U.S. oil and gas producer Apache Corp. will close its San Antonio, Texas office overseeing its struggling Alpine High project in the Permian Basin and 272 jobs will be affected.
The closure follows the October resignation of Steven Keenan, the former senior vice president of worldwide exploration who was widely credited with the Alpine High discovery in 2016.
Alpine High has been hit by weak natural gas prices, which prompted the company to temporarily halt production in the third quarter, reduce drilling in the region, and said it would reassign capital to other areas if prices did not recover.
Weak commodity prices have also forced other companies in the oil and gas industry to find ways to shore up their cash reserves amid heavy investor pressure to boost returns and reduce debt.
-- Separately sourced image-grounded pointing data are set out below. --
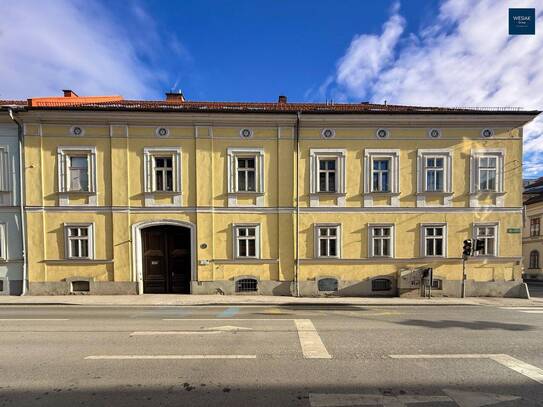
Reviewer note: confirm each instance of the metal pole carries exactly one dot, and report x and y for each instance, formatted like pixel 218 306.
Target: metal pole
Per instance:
pixel 463 277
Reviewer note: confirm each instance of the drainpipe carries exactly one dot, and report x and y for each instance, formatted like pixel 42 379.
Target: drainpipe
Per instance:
pixel 21 199
pixel 297 266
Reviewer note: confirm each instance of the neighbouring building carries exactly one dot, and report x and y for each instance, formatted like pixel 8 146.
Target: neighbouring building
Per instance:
pixel 532 239
pixel 177 196
pixel 11 229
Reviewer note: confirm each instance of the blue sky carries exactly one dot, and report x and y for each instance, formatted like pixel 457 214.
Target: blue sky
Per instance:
pixel 423 52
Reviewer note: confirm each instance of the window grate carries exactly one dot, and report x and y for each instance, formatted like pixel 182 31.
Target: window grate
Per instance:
pixel 327 284
pixel 80 286
pixel 246 285
pixel 381 284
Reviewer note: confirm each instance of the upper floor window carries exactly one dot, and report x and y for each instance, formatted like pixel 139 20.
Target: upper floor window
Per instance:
pixel 246 241
pixel 434 240
pixel 77 169
pixel 534 259
pixel 381 240
pixel 79 241
pixel 327 175
pixel 381 175
pixel 487 170
pixel 488 234
pixel 381 171
pixel 327 240
pixel 245 170
pixel 327 171
pixel 434 167
pixel 5 172
pixel 162 169
pixel 246 174
pixel 535 226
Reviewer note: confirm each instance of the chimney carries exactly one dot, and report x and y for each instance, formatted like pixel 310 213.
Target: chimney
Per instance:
pixel 68 93
pixel 175 96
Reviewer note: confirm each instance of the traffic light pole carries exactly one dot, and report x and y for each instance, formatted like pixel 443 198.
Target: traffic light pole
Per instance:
pixel 463 276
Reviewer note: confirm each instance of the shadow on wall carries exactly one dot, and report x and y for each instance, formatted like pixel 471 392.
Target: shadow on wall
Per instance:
pixel 474 326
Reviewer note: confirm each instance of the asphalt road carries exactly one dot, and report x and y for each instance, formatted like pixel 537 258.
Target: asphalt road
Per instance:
pixel 465 356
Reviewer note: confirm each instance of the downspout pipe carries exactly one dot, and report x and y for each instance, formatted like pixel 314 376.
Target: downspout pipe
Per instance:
pixel 297 265
pixel 21 199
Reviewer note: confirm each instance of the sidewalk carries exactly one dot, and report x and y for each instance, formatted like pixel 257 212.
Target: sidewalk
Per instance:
pixel 259 300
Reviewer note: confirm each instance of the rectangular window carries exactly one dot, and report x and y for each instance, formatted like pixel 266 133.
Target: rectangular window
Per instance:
pixel 327 175
pixel 246 174
pixel 535 226
pixel 163 173
pixel 77 169
pixel 381 240
pixel 246 239
pixel 327 241
pixel 434 168
pixel 78 241
pixel 381 175
pixel 488 171
pixel 488 234
pixel 434 240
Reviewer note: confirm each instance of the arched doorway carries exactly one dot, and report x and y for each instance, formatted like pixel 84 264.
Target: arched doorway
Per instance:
pixel 164 256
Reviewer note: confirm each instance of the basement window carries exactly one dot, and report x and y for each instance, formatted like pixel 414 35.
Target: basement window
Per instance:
pixel 381 284
pixel 246 285
pixel 327 284
pixel 80 286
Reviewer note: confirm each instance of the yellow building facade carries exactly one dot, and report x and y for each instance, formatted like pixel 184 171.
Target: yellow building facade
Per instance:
pixel 278 198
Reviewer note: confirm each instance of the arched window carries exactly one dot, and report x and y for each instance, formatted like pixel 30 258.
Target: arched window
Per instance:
pixel 534 259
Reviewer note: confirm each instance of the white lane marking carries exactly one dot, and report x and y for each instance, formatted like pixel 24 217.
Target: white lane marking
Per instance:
pixel 521 367
pixel 162 357
pixel 510 362
pixel 34 319
pixel 148 333
pixel 228 319
pixel 312 346
pixel 229 328
pixel 461 398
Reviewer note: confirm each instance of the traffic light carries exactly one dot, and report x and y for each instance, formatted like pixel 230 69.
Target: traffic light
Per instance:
pixel 479 245
pixel 466 250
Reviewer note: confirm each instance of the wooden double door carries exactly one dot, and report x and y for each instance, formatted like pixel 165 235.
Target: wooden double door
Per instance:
pixel 166 259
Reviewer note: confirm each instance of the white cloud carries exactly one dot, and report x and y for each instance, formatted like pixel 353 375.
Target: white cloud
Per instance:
pixel 465 58
pixel 54 45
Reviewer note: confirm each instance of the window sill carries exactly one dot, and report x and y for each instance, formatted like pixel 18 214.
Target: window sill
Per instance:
pixel 77 261
pixel 77 192
pixel 376 193
pixel 435 193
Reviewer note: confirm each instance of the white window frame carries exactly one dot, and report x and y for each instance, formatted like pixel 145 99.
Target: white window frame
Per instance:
pixel 235 238
pixel 496 227
pixel 422 156
pixel 423 239
pixel 476 155
pixel 5 171
pixel 90 240
pixel 63 164
pixel 316 240
pixel 371 228
pixel 3 243
pixel 393 155
pixel 149 174
pixel 233 154
pixel 337 154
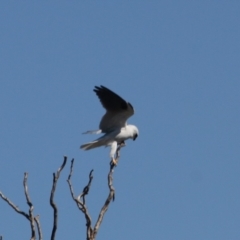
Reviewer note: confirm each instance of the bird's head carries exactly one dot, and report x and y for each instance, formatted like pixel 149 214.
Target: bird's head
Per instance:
pixel 135 131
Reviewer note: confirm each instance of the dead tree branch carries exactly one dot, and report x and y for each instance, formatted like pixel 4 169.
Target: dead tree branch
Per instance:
pixel 80 199
pixel 54 206
pixel 30 217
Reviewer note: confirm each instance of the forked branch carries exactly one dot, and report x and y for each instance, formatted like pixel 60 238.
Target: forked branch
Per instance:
pixel 30 217
pixel 52 203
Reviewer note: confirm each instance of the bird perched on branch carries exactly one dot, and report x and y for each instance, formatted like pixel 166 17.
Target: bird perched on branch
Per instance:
pixel 114 122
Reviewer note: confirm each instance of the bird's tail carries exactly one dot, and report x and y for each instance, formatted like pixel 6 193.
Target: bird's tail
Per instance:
pixel 94 144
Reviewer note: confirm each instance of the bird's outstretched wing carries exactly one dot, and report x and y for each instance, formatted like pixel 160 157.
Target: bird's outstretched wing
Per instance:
pixel 117 109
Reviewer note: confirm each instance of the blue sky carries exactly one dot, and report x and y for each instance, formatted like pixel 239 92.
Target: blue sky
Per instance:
pixel 177 62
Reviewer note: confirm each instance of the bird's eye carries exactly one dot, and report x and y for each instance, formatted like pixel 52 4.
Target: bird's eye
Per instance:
pixel 135 136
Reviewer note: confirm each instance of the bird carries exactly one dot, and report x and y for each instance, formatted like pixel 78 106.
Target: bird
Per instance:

Reuters reported in October that oilfield services firm Halliburton Co. cut 650 jobs across Colorado, Wyoming, New Mexico and North Dakota and later in December closed plants in Oklahoma and California.
Including session's losses, Apache shares are still up about a quarter since Jan. 7, when the company announced a major oil discovery in a closely watched area off the coast of Suriname, central to its plans to move away from Alpine High.
In a filing made with the Texas Workforce Commission, Apache said the affected employees will be leaving the company on March 6.
Apache has reported a steady decline in output in the last two reported quarters of 2019 and undertook a reorganization last summer that is expected to lead to a 10% to 15% average reduction in global workforce.
Company spokesman Phil West said the decision to close the San Antonio office is part of the ongoing reorganization, which is expected to help save the company at least $150 million annually.
West added that some of the affected employees will move to other Apache offices, including Houston.
The company's shares were down about 2% in afternoon trading amid broader weakness in energy stocks.